I had heard of [the Neighborhoods] only insofar as Eric had mentioned them as another band from the Boston punk scene that I would really like, but he never played me any of their songs; I hadn't realized they were still (or in this case, again) performing. There are three of them. You must understand first that their guitarist and frontman, Dave Minehan, looks strikingly like David Bowie as Jareth: the same slashed eyebrows and freefall mop of hair, except that he is wearing a horizontally striped sweater and a coonskin cap, which loses the latter section of its tail in the first song as he bounces around the stage; he will eventually pogo so hard that the whole piece of haberdashery flies off his head and commits suicide somewhere in the drum kit. Understand next that the bass player, Lee Harrington, has the mild and slightly perplexed, nut-shaped face of a British character actor, with suit jacket and brows to match, but he wears bright black-and-white tennis shoes and periodically launches into deadpan politically conservative rants, so the overall impression is that someone upstairs just screwed up and made Stephen Colbert a Time Lord. The drummer, Johnny Lynch, is just a pleasant-looking, heavyset guy who doesn't look fazed by either of them. And then their music is audibly punk, but with a poppy bounce to about half the songs, and really good lyrics, some of which twist off in directions that probably should have been suggested by the coonskin cap and the rants; life is a pawnshop, fire is coming, and what sounds like a straight rock reminiscence about a burnt-out friend turns into the anthemic "Tommy's gone, but he is not forgotten / Tommy's gone, 'cause his liver it was rotten / But his heart was made of gold" with lines about how the narrator used to see him all the time when he worked at the liquor store. Supposedly Eric has some of their CDs which he will now transfer to me, but I may have to hunt them down myself. They were strange. I approve.

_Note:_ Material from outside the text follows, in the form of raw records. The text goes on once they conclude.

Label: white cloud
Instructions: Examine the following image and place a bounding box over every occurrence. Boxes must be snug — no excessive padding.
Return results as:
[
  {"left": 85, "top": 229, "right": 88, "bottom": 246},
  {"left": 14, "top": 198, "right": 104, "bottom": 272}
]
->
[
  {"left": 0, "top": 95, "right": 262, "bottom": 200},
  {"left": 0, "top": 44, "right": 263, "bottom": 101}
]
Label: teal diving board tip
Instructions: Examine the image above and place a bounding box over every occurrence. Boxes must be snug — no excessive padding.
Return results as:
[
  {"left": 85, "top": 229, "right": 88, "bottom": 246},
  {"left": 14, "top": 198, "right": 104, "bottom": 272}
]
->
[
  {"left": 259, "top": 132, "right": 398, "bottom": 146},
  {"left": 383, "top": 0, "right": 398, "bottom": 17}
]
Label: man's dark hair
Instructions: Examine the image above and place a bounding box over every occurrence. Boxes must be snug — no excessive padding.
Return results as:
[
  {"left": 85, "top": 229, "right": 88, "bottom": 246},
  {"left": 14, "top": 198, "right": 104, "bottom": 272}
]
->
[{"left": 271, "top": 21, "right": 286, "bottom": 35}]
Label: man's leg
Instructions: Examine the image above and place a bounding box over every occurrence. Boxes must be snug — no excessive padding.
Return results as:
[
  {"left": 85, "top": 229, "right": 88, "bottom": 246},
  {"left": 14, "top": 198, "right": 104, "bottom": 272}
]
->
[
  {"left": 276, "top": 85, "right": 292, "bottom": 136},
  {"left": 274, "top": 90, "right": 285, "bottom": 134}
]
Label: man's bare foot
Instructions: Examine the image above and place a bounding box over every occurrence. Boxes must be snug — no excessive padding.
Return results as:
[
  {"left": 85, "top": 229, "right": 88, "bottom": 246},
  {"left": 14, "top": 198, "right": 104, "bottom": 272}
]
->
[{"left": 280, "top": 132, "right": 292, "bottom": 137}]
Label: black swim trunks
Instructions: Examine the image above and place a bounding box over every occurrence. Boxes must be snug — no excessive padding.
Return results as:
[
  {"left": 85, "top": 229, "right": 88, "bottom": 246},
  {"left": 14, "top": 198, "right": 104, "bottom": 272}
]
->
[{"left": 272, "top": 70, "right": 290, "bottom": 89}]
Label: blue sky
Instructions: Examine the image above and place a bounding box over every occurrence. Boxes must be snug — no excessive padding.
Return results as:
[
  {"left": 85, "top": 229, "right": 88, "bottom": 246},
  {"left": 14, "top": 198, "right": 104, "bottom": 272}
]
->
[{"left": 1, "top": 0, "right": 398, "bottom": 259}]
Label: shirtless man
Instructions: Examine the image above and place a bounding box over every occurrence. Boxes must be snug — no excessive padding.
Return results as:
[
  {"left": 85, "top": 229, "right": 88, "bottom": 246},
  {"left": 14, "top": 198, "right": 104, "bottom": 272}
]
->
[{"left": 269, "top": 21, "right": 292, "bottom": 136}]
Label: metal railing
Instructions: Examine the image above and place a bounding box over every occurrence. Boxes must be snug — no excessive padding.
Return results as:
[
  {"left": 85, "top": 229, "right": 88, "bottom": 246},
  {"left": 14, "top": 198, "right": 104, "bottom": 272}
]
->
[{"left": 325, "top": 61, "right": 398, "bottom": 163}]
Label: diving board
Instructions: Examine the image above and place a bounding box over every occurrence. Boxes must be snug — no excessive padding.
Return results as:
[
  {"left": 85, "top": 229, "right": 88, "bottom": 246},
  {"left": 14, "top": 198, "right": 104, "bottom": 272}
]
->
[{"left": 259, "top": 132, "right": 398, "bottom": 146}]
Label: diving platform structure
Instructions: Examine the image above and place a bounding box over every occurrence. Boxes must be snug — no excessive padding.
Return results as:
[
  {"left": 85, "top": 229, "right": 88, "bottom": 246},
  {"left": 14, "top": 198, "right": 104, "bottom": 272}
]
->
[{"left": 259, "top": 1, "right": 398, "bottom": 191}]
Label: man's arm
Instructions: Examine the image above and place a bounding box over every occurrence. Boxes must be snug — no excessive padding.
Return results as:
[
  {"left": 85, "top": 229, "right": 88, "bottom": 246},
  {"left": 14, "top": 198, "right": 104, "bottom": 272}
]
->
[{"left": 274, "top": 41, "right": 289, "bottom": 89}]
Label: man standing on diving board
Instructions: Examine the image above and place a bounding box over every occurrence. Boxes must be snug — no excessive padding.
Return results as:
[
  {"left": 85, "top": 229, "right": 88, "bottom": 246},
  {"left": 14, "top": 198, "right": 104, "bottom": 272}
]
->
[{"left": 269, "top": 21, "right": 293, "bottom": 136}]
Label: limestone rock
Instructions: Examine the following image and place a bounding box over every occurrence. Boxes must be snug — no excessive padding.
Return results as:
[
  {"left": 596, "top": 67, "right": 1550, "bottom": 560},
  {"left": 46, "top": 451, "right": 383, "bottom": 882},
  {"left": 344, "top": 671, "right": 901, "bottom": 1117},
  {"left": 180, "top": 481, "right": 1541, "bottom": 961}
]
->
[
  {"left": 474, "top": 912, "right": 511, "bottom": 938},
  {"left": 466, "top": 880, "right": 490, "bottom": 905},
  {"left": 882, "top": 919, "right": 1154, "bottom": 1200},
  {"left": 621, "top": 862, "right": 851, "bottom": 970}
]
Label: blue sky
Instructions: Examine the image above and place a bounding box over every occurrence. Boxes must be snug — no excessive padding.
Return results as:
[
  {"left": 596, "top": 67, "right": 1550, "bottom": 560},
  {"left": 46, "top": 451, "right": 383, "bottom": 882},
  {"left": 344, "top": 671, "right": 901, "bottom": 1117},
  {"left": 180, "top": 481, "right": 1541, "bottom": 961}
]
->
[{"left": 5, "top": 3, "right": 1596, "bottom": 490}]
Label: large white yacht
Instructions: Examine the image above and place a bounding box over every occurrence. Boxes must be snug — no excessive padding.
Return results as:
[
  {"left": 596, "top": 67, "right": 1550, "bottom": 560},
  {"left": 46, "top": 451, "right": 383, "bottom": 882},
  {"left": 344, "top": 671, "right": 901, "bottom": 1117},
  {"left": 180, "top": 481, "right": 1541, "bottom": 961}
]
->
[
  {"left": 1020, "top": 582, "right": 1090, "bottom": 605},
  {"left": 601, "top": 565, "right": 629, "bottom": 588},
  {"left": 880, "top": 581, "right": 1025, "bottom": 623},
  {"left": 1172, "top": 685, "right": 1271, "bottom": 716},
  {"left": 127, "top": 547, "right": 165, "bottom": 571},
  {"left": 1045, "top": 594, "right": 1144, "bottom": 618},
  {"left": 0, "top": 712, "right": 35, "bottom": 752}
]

And their CDs are not bad, but all of the songs I could compare from the show in Somerville ("Real Stories," "Innocence Lost," "Tommy," "Fire Is Coming," "Pure and Easy," and "Prettiest Girl"—the other four being unknown to Eric or existing only on a taped-off-the-radio cassette he has not yet succeeded in digging up for me) were firecrackers live. I had been looking forward to future shows. So my heart won't snap in half, but I am sorry I missed this one. Did anyone else get the chance?

no subject
They're in Boston. I think there's a good chance.